Submitted to: American Journal of Physiology - Endocrinology and Metabolism
Publication Type: Peer reviewed journal
Publication Acceptance Date: 1/21/2006
Publication Date: 1/24/2006
Citation: Reid, M., Badaloo, A., Forrester, T., Jahoor, F. 2006. In vivo rates of erythrocyte glutathione synthesis in adults with sickle cell disease. American Journal of Physiology Endocrinology and Metabolism. 291:E73-E79. Interpretive Summary: Glutathione (GSH) is a compound present in large quantities in red blood cells, which it protects against the damaging effects of compounds called oxidants. Patients with an inherited blood disorder called sickle cell disease have lower concentrations of glutathione in their red blood cells. The reason for this GSH deficiency is unknown. To determine whether inability to make GSH was responsible for the lower concentration in blood cells, we measured its synthesis in 23 individuals with sickle cell disease and 8 healthy persons. Compared to the values of the healthy persons, the patients had lower GSH in their blood cells, although they were making it approximately 57% faster. The findings of this study suggest that the lower GSH in these patients' blood cells is not due to slower synthesis but rather to the fact that they were using GSH at a faster rate to counteract the ill effects of harmful oxidants.

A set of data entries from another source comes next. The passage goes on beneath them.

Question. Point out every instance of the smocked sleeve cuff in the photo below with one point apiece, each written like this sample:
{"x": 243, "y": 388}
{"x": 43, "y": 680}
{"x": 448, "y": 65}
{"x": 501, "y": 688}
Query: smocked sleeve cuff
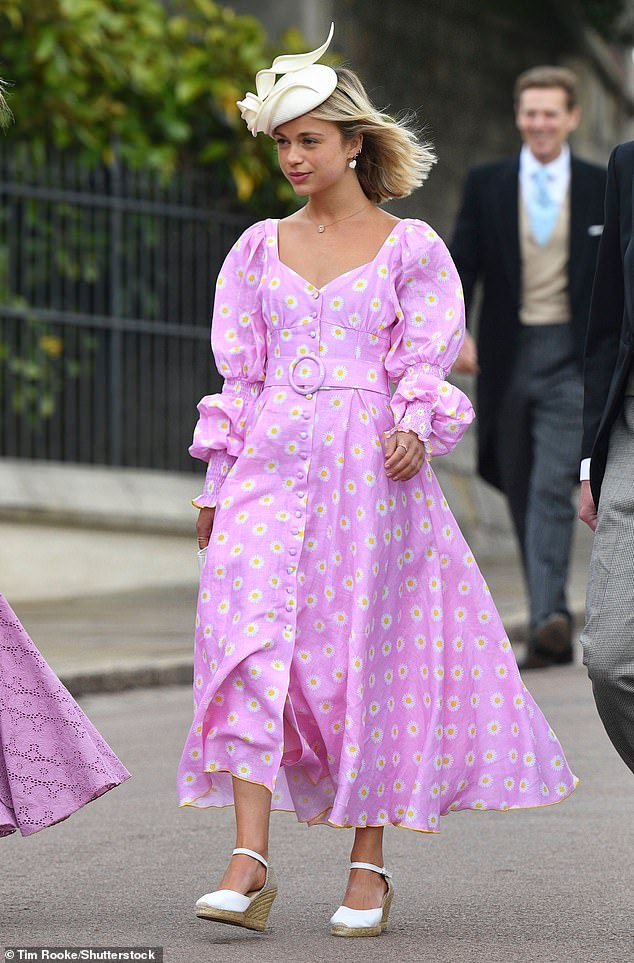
{"x": 417, "y": 418}
{"x": 220, "y": 464}
{"x": 435, "y": 410}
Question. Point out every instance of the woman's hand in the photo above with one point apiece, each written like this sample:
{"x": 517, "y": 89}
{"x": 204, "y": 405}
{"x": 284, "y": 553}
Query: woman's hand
{"x": 404, "y": 455}
{"x": 204, "y": 526}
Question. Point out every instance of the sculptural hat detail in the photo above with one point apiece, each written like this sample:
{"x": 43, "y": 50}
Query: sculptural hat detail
{"x": 303, "y": 84}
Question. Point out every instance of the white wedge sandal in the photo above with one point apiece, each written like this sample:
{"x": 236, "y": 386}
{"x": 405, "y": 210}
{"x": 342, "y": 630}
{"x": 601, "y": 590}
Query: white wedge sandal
{"x": 250, "y": 911}
{"x": 349, "y": 922}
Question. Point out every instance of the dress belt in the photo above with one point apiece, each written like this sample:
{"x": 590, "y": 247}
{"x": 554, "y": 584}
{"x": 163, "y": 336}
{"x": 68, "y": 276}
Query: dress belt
{"x": 308, "y": 373}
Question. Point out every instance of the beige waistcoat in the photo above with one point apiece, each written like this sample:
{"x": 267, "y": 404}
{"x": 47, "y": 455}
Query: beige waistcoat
{"x": 544, "y": 293}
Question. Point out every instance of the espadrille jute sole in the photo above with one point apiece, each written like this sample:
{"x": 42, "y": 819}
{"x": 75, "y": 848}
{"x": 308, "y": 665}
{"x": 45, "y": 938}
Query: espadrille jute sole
{"x": 253, "y": 918}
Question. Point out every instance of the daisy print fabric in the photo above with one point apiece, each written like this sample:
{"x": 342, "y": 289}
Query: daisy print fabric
{"x": 348, "y": 654}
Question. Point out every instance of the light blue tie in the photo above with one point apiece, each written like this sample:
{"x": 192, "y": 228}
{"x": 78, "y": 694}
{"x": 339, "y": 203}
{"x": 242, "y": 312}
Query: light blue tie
{"x": 543, "y": 210}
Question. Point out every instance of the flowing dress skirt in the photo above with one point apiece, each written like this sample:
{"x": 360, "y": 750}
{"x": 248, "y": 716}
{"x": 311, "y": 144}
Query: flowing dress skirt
{"x": 52, "y": 759}
{"x": 348, "y": 653}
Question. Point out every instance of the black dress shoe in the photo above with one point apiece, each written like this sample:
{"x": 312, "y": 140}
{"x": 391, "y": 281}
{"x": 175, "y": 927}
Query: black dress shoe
{"x": 550, "y": 644}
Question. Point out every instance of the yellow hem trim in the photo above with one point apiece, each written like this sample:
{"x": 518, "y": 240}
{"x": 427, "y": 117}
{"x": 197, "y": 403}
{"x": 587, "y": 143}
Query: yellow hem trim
{"x": 312, "y": 820}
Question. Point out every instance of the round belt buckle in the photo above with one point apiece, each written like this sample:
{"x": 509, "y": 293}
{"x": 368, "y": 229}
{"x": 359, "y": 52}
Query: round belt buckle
{"x": 321, "y": 374}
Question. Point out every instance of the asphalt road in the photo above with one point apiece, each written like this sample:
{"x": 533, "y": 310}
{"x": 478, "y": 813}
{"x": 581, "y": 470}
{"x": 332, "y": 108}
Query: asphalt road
{"x": 545, "y": 885}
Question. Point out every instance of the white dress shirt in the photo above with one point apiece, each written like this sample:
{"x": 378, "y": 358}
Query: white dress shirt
{"x": 558, "y": 184}
{"x": 558, "y": 175}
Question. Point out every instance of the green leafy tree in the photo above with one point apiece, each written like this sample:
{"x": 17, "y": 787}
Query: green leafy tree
{"x": 158, "y": 80}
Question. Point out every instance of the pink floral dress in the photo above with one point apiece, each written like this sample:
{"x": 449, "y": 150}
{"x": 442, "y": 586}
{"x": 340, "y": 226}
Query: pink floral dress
{"x": 348, "y": 654}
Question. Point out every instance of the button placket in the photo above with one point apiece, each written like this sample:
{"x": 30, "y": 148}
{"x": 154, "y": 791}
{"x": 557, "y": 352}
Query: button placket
{"x": 304, "y": 453}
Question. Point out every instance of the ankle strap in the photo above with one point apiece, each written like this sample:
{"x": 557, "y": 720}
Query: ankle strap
{"x": 249, "y": 852}
{"x": 381, "y": 870}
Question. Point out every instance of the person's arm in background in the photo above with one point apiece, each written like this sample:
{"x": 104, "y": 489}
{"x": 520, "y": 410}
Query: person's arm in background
{"x": 602, "y": 339}
{"x": 465, "y": 250}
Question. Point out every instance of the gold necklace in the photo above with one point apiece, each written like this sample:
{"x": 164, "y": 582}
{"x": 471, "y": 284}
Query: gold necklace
{"x": 322, "y": 227}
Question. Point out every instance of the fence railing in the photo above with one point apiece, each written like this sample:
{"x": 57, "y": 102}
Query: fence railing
{"x": 106, "y": 283}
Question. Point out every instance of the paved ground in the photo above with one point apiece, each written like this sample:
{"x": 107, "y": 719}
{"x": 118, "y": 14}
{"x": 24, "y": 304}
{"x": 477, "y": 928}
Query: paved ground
{"x": 542, "y": 885}
{"x": 110, "y": 641}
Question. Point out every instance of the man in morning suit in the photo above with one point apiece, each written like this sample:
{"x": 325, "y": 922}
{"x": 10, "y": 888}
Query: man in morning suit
{"x": 529, "y": 229}
{"x": 607, "y": 470}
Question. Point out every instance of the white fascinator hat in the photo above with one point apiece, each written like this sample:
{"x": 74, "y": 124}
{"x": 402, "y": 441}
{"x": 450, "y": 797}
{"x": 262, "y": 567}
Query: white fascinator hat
{"x": 303, "y": 84}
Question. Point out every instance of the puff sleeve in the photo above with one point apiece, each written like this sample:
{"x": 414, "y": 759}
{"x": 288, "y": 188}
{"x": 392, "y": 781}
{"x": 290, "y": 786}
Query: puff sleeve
{"x": 425, "y": 341}
{"x": 238, "y": 341}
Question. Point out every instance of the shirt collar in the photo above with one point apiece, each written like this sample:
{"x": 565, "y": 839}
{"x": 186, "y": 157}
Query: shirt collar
{"x": 558, "y": 168}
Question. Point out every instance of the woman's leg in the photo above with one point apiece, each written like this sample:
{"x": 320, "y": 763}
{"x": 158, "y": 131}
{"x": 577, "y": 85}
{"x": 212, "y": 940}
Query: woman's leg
{"x": 253, "y": 811}
{"x": 366, "y": 889}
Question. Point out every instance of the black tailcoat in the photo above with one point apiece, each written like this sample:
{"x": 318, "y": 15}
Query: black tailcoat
{"x": 486, "y": 247}
{"x": 610, "y": 341}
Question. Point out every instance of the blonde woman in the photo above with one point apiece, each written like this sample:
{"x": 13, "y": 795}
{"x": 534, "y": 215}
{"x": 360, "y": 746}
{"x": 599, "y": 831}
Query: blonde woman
{"x": 350, "y": 664}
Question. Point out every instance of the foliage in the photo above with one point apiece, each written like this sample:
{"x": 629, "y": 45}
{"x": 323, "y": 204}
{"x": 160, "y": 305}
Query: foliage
{"x": 158, "y": 79}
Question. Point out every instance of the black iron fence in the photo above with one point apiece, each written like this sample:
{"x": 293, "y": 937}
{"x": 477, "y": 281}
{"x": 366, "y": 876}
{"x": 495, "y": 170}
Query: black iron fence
{"x": 106, "y": 282}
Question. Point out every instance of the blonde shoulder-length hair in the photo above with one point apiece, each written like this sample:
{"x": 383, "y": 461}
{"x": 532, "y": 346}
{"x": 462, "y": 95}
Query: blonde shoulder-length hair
{"x": 394, "y": 160}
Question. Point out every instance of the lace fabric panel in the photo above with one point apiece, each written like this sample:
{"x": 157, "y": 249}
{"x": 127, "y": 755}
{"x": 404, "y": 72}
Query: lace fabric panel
{"x": 52, "y": 759}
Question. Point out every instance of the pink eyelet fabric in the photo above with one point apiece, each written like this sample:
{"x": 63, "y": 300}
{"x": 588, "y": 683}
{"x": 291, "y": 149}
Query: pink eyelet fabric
{"x": 52, "y": 759}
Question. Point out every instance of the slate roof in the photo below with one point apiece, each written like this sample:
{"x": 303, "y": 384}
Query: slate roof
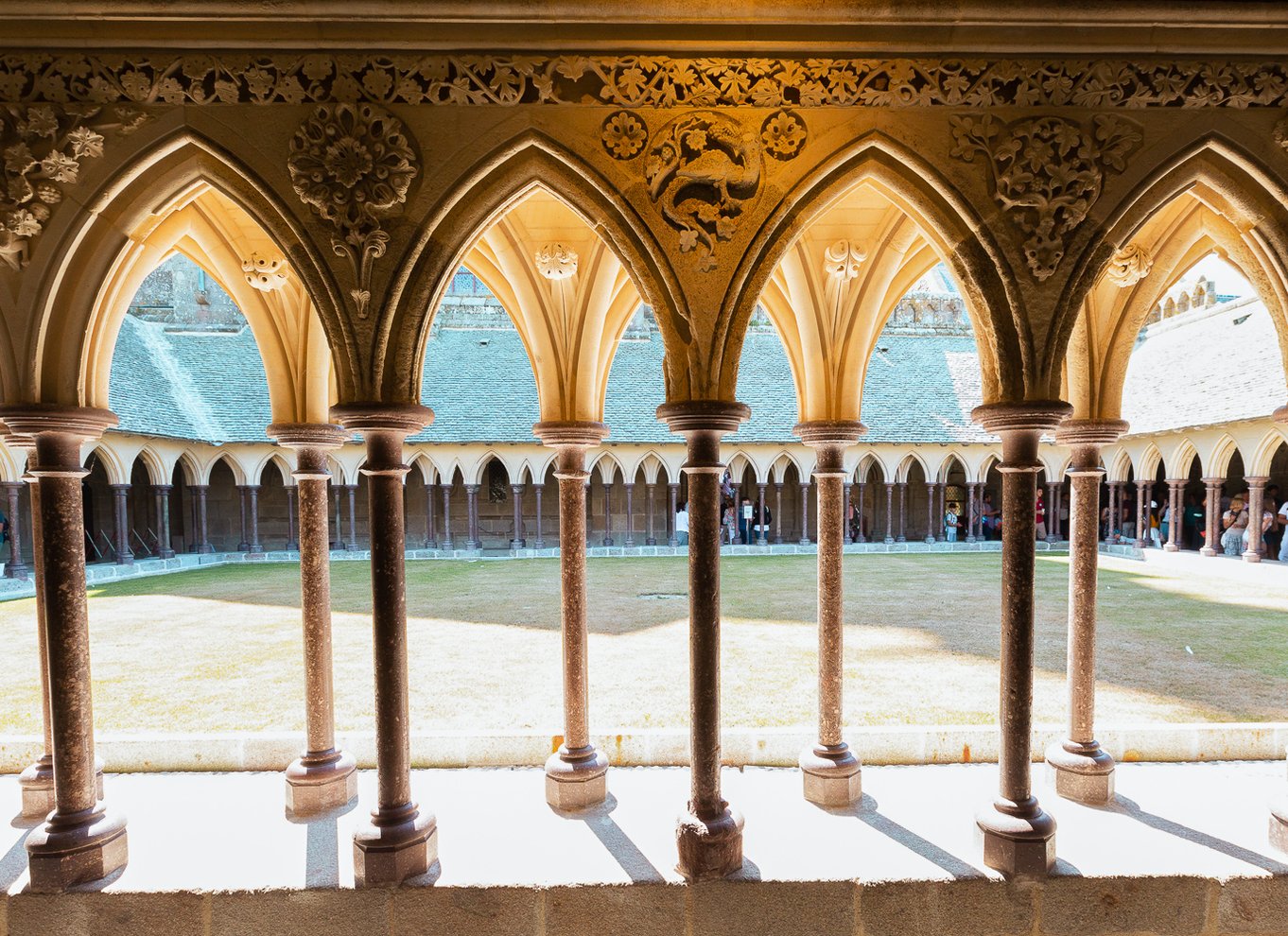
{"x": 1205, "y": 367}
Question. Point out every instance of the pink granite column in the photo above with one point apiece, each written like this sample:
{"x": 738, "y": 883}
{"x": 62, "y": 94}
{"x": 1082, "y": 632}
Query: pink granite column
{"x": 1078, "y": 768}
{"x": 708, "y": 836}
{"x": 1019, "y": 837}
{"x": 829, "y": 769}
{"x": 323, "y": 778}
{"x": 81, "y": 841}
{"x": 576, "y": 774}
{"x": 401, "y": 841}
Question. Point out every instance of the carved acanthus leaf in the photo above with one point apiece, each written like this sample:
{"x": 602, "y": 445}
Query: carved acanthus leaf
{"x": 1047, "y": 173}
{"x": 353, "y": 164}
{"x": 1128, "y": 266}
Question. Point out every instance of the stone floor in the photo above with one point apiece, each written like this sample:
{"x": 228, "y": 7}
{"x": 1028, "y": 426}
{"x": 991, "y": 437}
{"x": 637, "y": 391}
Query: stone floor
{"x": 1184, "y": 851}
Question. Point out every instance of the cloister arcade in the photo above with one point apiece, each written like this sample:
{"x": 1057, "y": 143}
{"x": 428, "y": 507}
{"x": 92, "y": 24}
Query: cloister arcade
{"x": 335, "y": 198}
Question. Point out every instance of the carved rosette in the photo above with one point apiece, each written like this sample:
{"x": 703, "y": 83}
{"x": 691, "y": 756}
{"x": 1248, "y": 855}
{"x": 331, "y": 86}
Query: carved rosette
{"x": 1128, "y": 266}
{"x": 44, "y": 148}
{"x": 1047, "y": 173}
{"x": 353, "y": 165}
{"x": 557, "y": 262}
{"x": 843, "y": 260}
{"x": 704, "y": 171}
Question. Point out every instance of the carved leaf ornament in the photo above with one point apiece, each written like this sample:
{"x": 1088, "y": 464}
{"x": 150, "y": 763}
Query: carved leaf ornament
{"x": 353, "y": 164}
{"x": 1047, "y": 173}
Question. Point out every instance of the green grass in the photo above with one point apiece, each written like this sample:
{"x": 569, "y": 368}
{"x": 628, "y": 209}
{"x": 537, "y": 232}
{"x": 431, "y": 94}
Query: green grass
{"x": 219, "y": 650}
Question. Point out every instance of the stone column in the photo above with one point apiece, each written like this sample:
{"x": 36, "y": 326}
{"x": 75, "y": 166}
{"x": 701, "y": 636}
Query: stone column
{"x": 1256, "y": 494}
{"x": 255, "y": 545}
{"x": 1212, "y": 518}
{"x": 323, "y": 778}
{"x": 291, "y": 542}
{"x": 710, "y": 833}
{"x": 630, "y": 515}
{"x": 401, "y": 841}
{"x": 121, "y": 523}
{"x": 576, "y": 774}
{"x": 1078, "y": 768}
{"x": 1019, "y": 837}
{"x": 165, "y": 550}
{"x": 14, "y": 568}
{"x": 829, "y": 769}
{"x": 447, "y": 516}
{"x": 516, "y": 500}
{"x": 81, "y": 841}
{"x": 670, "y": 520}
{"x": 650, "y": 540}
{"x": 472, "y": 515}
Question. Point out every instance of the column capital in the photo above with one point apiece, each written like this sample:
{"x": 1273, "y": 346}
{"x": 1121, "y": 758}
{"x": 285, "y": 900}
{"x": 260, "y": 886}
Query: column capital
{"x": 554, "y": 433}
{"x": 306, "y": 434}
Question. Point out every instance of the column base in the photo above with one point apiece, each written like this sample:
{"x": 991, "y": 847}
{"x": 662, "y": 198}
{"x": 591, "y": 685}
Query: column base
{"x": 1018, "y": 841}
{"x": 1082, "y": 772}
{"x": 708, "y": 849}
{"x": 576, "y": 779}
{"x": 75, "y": 850}
{"x": 321, "y": 784}
{"x": 832, "y": 775}
{"x": 393, "y": 847}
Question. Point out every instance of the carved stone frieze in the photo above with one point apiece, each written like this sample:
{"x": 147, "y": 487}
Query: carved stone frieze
{"x": 636, "y": 81}
{"x": 557, "y": 262}
{"x": 44, "y": 147}
{"x": 1128, "y": 266}
{"x": 1047, "y": 173}
{"x": 353, "y": 164}
{"x": 704, "y": 170}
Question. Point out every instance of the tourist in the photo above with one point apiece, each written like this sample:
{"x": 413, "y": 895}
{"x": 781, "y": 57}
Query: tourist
{"x": 1234, "y": 522}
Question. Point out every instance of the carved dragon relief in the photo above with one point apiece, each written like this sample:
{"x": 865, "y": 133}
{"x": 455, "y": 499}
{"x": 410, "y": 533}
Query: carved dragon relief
{"x": 353, "y": 164}
{"x": 1047, "y": 173}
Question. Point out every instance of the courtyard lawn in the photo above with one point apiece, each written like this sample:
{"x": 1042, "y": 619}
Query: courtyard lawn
{"x": 219, "y": 650}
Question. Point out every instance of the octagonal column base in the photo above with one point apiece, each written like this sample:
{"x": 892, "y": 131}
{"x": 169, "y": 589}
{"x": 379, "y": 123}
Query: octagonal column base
{"x": 395, "y": 849}
{"x": 576, "y": 779}
{"x": 1018, "y": 843}
{"x": 75, "y": 850}
{"x": 710, "y": 849}
{"x": 1082, "y": 772}
{"x": 832, "y": 775}
{"x": 321, "y": 784}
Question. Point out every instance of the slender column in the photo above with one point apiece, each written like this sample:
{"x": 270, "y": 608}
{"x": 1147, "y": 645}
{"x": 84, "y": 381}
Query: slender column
{"x": 401, "y": 841}
{"x": 829, "y": 769}
{"x": 323, "y": 778}
{"x": 516, "y": 500}
{"x": 1212, "y": 518}
{"x": 710, "y": 833}
{"x": 889, "y": 512}
{"x": 14, "y": 568}
{"x": 576, "y": 774}
{"x": 670, "y": 520}
{"x": 630, "y": 515}
{"x": 447, "y": 515}
{"x": 121, "y": 523}
{"x": 81, "y": 841}
{"x": 472, "y": 514}
{"x": 778, "y": 512}
{"x": 242, "y": 544}
{"x": 650, "y": 540}
{"x": 291, "y": 542}
{"x": 1019, "y": 837}
{"x": 1078, "y": 768}
{"x": 1256, "y": 509}
{"x": 255, "y": 545}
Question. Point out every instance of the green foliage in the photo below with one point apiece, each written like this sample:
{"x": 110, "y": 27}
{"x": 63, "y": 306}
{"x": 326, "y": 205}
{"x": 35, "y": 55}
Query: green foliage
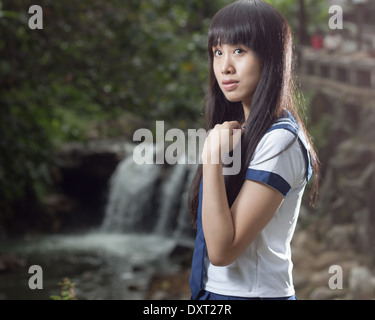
{"x": 66, "y": 290}
{"x": 93, "y": 61}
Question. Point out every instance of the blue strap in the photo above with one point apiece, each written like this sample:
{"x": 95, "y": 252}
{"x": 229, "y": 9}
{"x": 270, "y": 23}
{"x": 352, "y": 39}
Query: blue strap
{"x": 197, "y": 267}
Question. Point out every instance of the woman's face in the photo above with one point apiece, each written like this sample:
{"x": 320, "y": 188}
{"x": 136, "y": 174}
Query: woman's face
{"x": 237, "y": 72}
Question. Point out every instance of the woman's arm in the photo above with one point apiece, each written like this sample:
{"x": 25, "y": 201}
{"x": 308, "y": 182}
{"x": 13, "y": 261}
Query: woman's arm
{"x": 229, "y": 231}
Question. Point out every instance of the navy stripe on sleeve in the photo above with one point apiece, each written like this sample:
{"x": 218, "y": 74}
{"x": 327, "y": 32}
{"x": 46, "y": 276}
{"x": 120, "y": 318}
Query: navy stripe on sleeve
{"x": 272, "y": 179}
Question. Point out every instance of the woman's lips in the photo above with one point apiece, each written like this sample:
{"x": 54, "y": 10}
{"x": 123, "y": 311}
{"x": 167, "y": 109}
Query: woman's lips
{"x": 230, "y": 85}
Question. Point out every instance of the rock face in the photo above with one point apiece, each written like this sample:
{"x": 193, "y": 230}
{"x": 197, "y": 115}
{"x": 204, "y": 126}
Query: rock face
{"x": 340, "y": 231}
{"x": 81, "y": 174}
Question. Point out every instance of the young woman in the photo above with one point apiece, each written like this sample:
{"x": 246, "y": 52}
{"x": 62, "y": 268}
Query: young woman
{"x": 245, "y": 222}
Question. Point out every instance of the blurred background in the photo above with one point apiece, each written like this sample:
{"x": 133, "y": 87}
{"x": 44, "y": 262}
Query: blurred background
{"x": 72, "y": 94}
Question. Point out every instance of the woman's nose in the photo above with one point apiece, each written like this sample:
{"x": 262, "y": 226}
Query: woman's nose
{"x": 227, "y": 66}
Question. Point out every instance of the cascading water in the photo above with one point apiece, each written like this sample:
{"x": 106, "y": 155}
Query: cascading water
{"x": 149, "y": 198}
{"x": 145, "y": 218}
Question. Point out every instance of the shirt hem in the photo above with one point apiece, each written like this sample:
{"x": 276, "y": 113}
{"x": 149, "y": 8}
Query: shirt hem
{"x": 253, "y": 294}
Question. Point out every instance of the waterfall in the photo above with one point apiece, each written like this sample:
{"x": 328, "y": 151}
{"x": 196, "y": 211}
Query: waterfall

Technical Abstract: Despite reports of lower GSH concentration in sickle cell disease (SCD), the in vivo kinetic mechanism(s) responsible for GSH deficiency is unknown. To determine whether suppressed synthesis was responsible for the lower erythrocyte GSH concentration, we used a primed intermittent infusion of [(2)H(2)]glycine to measure erythrocyte GSH synthesis in vivo in 23 individuals with homozygous beta(s) SCD and 8 healthy controls. Erythrocyte cysteine concentration, the rate-limiting precursor for GSH synthesis, plasma markers of oxidant damage, and dietary intakes of energy and protein were also measured. Compared with values of controls, SCD subjects had significantly lower erythrocyte GSH (P < 0.04) and cysteine concentrations (P < 0.004) but significantly faster fractional rates of GSH synthesis (P < 0.02). The absolute rates of GSH synthesis in SCD subjects compared with control subjects was greater by approximately 57% (P = 0.062). However, the concentrations of markers of oxidative damage, plasma derivatives of reactive oxygen metabolites, plasma nitrotyrosine, urinary isoprostane-to-creatinine ratio, and GSH-to-GSSG ratio, as well as dietary intakes of energy, protein, and GSH precursor amino acids, were not different between SCD subjects and controls. The findings of this study suggest that the lower erythrocyte GSH of SCD patients is not due to suppressed synthesis or impaired regeneration but rather to increased consumption. In addition, the lower erythrocyte cysteine concentration plus the faster rate of GSH synthesis strongly suggest that the endogenous cysteine supply is not sufficient to meet all anabolic demands; hence, cysteine may be a conditionally essential amino acid in individuals with SCD.